Independent Filipino filmmaker Diaz describes himself as a storyteller who makes films about the struggles of his people. His films tell quiet tales of everyday sorrow and resilience, and of the existential quest of a people betrayed by the postcolonial nation state. His films demonstrate a radical reworking of melodrama that extends the possibilities of cinema by combining physical cinematic realism with poetry, modernist literature, painterly landscape, musical improvisation, theatrical performance, ritual intensity and duration.

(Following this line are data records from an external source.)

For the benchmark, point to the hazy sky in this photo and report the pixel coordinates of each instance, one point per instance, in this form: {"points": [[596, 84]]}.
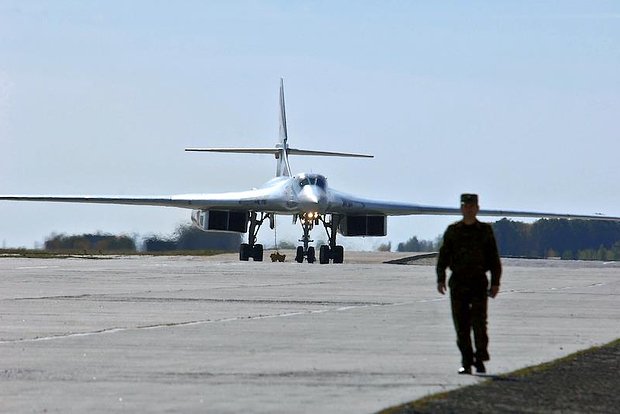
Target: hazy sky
{"points": [[518, 101]]}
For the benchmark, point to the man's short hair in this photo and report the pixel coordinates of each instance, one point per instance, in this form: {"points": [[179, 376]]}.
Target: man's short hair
{"points": [[469, 199]]}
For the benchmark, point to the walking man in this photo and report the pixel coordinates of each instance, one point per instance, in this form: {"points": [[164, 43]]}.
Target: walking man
{"points": [[469, 250]]}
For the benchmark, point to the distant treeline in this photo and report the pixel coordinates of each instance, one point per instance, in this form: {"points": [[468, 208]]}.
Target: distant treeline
{"points": [[568, 239], [90, 243], [185, 238], [188, 237]]}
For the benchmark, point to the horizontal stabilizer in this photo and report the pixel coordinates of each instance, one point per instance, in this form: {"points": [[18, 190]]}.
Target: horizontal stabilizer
{"points": [[293, 151], [236, 150], [276, 150]]}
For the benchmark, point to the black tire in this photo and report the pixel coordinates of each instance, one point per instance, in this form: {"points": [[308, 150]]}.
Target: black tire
{"points": [[338, 254], [258, 253], [299, 257], [324, 254], [311, 255], [244, 252]]}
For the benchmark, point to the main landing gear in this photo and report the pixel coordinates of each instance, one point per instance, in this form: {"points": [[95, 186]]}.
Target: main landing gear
{"points": [[251, 248], [326, 252]]}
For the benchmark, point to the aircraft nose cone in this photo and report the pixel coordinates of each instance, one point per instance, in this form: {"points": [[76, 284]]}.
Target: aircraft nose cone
{"points": [[312, 198]]}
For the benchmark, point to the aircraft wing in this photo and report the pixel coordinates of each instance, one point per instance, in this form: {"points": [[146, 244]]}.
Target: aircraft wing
{"points": [[242, 200], [346, 204]]}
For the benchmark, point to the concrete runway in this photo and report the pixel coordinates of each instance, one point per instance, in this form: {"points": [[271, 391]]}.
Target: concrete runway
{"points": [[193, 334]]}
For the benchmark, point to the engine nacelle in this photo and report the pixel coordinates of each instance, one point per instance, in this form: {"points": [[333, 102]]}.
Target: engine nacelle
{"points": [[363, 226], [221, 220]]}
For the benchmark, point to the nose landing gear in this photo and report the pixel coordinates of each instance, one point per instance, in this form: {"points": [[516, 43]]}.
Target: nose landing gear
{"points": [[326, 252]]}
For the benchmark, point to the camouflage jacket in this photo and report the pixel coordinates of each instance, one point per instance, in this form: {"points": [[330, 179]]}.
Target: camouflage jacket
{"points": [[469, 250]]}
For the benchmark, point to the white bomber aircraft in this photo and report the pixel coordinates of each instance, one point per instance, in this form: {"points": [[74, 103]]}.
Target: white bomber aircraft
{"points": [[305, 196]]}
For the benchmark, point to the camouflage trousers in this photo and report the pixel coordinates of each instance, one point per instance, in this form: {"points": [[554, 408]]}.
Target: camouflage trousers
{"points": [[469, 312]]}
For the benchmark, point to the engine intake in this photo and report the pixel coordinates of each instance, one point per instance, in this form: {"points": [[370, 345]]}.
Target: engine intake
{"points": [[221, 220], [363, 226]]}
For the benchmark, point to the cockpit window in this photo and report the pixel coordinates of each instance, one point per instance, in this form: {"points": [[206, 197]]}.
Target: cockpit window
{"points": [[317, 180]]}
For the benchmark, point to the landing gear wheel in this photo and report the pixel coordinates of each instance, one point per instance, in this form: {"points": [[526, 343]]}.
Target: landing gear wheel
{"points": [[244, 252], [258, 253], [311, 255], [299, 257], [338, 254], [324, 254]]}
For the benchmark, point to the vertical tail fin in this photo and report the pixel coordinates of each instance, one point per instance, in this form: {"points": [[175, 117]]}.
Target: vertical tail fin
{"points": [[282, 150], [283, 167]]}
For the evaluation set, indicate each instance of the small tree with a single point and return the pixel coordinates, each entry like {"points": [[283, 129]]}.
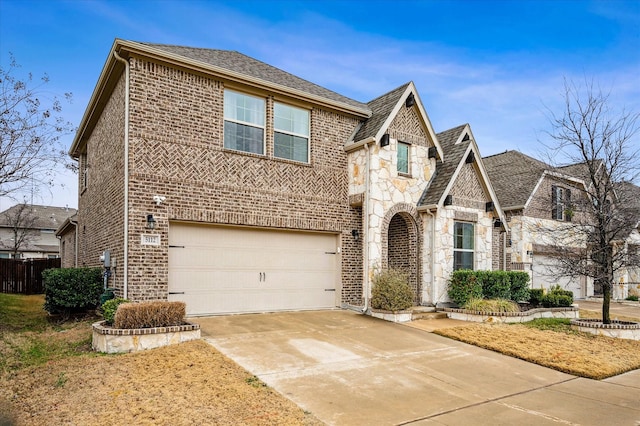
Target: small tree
{"points": [[30, 130], [604, 144], [21, 220]]}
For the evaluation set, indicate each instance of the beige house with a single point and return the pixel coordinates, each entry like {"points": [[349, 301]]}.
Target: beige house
{"points": [[213, 178], [29, 231], [537, 200]]}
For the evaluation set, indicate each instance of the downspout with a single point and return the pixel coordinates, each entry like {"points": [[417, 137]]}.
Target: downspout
{"points": [[125, 265], [75, 244], [365, 229], [433, 254], [504, 251]]}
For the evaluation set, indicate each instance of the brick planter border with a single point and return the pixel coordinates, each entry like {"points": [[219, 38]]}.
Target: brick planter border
{"points": [[117, 340], [512, 317], [618, 329]]}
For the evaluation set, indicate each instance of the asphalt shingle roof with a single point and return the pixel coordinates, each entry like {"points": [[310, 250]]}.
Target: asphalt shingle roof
{"points": [[45, 217], [444, 170], [514, 176], [381, 107], [243, 64]]}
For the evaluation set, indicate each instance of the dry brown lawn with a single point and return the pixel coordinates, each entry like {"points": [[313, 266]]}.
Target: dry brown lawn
{"points": [[50, 376], [185, 384], [581, 354]]}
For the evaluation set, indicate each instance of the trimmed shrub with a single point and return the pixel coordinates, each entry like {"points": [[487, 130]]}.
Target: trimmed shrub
{"points": [[391, 291], [491, 305], [519, 281], [495, 284], [467, 284], [557, 297], [464, 285], [70, 290], [110, 307], [535, 296], [149, 314]]}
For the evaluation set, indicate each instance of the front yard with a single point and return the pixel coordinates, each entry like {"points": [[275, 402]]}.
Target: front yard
{"points": [[552, 343], [49, 375]]}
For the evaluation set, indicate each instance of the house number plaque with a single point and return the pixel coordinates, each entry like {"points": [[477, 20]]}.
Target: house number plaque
{"points": [[150, 240]]}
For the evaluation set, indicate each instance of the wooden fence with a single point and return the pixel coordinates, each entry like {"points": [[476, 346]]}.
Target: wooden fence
{"points": [[24, 276]]}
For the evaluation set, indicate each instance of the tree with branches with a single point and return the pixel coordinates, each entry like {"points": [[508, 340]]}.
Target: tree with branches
{"points": [[603, 148], [31, 126]]}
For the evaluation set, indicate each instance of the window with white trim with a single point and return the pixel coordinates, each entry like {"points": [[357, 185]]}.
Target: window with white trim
{"points": [[463, 245], [244, 122], [403, 158], [290, 132], [561, 208]]}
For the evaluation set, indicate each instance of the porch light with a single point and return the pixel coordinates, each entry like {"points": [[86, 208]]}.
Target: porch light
{"points": [[151, 221]]}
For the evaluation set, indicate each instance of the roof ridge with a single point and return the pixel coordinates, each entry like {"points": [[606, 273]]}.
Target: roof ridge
{"points": [[389, 92]]}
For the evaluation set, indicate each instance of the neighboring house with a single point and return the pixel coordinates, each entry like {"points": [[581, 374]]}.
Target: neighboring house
{"points": [[224, 182], [627, 279], [537, 200], [28, 231]]}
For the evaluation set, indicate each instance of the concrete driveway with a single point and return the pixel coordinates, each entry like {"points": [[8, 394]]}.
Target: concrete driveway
{"points": [[347, 368]]}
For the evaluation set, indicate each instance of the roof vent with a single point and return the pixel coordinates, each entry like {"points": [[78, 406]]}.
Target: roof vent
{"points": [[470, 158], [433, 152], [410, 101]]}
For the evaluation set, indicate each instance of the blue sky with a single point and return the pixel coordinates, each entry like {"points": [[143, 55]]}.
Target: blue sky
{"points": [[497, 65]]}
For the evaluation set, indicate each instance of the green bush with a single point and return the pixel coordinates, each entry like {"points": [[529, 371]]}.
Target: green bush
{"points": [[69, 290], [557, 297], [491, 305], [519, 285], [464, 285], [495, 284], [391, 291], [467, 284], [110, 307], [535, 296]]}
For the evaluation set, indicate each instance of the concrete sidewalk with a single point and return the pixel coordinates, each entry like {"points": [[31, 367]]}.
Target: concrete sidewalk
{"points": [[347, 368]]}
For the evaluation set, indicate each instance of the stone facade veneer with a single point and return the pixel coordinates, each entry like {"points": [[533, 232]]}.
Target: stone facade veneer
{"points": [[116, 340]]}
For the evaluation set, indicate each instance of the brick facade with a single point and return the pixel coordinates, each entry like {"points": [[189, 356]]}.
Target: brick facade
{"points": [[176, 150]]}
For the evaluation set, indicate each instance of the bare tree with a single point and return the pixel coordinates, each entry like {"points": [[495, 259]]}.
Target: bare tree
{"points": [[21, 221], [603, 146], [30, 130]]}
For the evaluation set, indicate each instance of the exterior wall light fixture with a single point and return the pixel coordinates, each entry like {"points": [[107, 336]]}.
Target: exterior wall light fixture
{"points": [[151, 221]]}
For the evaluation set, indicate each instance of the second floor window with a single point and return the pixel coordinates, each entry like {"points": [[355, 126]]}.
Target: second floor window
{"points": [[463, 245], [403, 158], [291, 132], [244, 119]]}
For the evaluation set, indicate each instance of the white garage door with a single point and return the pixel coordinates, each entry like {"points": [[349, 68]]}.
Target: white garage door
{"points": [[545, 275], [216, 269]]}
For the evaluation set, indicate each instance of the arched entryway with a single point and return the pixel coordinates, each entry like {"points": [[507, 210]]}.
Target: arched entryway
{"points": [[401, 246]]}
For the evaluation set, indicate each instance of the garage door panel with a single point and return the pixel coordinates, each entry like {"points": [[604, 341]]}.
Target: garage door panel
{"points": [[230, 270]]}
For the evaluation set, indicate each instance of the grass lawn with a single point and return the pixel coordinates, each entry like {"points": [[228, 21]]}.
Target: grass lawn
{"points": [[49, 375], [552, 343]]}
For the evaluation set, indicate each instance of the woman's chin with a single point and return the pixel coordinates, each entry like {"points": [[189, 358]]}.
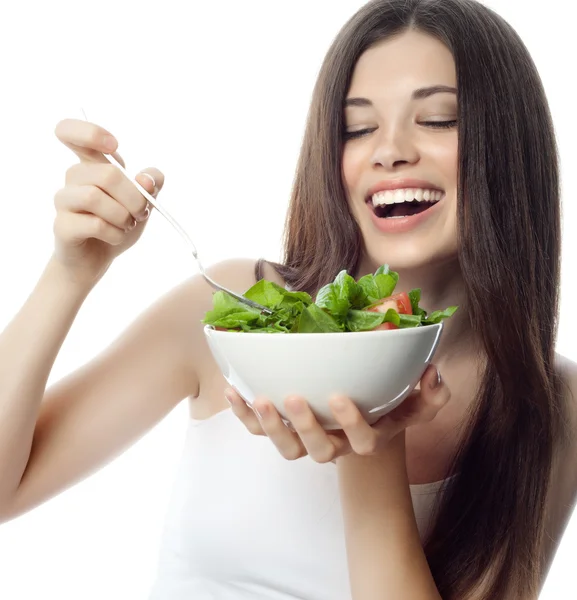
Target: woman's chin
{"points": [[411, 259]]}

Shot mostly in black and white, Diaz makes notoriously long films with the economy of means afforded by digital. Diaz’s method of filmmaking exemplifies an organic process that merges fictional storytelling with the material density and tempo of the locality of shooting. Astonishing rhythmic pacing creates a powerful dialectic between the microscopic gestures and steadfast movements of powerless bodies, the immensity of natural and historical forces, and spectral presence.A programme of talks will take place throughout the exhibition and Diaz will be in attendance in March for an international symposium on his films and artistic practice hosted by the Centre for Research and Education in Film and Media.
Screening programme schedule
27 January–2 February, start times 9am and 3pm
From What is Before (2014), 338 minutes
Philippines 1970, two years before the declaration of martial law. A poet returns to his village.
3–9 February, start time 10am
Heremias (Book One: The Legend of the Lizard Princess) (2006), 510 minutes
A timid yet resolute vendor seeks answers about the theft of his cow.
10–16 February, start times 9am and 3pm
Batang West Side (2001), 300 minutes
A Jersey cop investigates the murder of a young Filipino on West Side Avenue.
17–23 February, start time 10am
Death in the Land of Encantos (2007), 540 minutes
Shot in the Bicol region immediately after a devastating typhoon. A left intellectual and poet returns from Russia to his hometown.
24 February–2 March, start time 10am
A Lullaby to the Sorrowful Mystery (2016), 485 minutes
A cinematic dialogue with José Rizal’s foundational Filipino novel El Filibusterismo set during the Spanish crushing of Filipino independence. The wives of revolutionary leaders, the Bonifacio brothers, search in battlefields and forests for their husbands.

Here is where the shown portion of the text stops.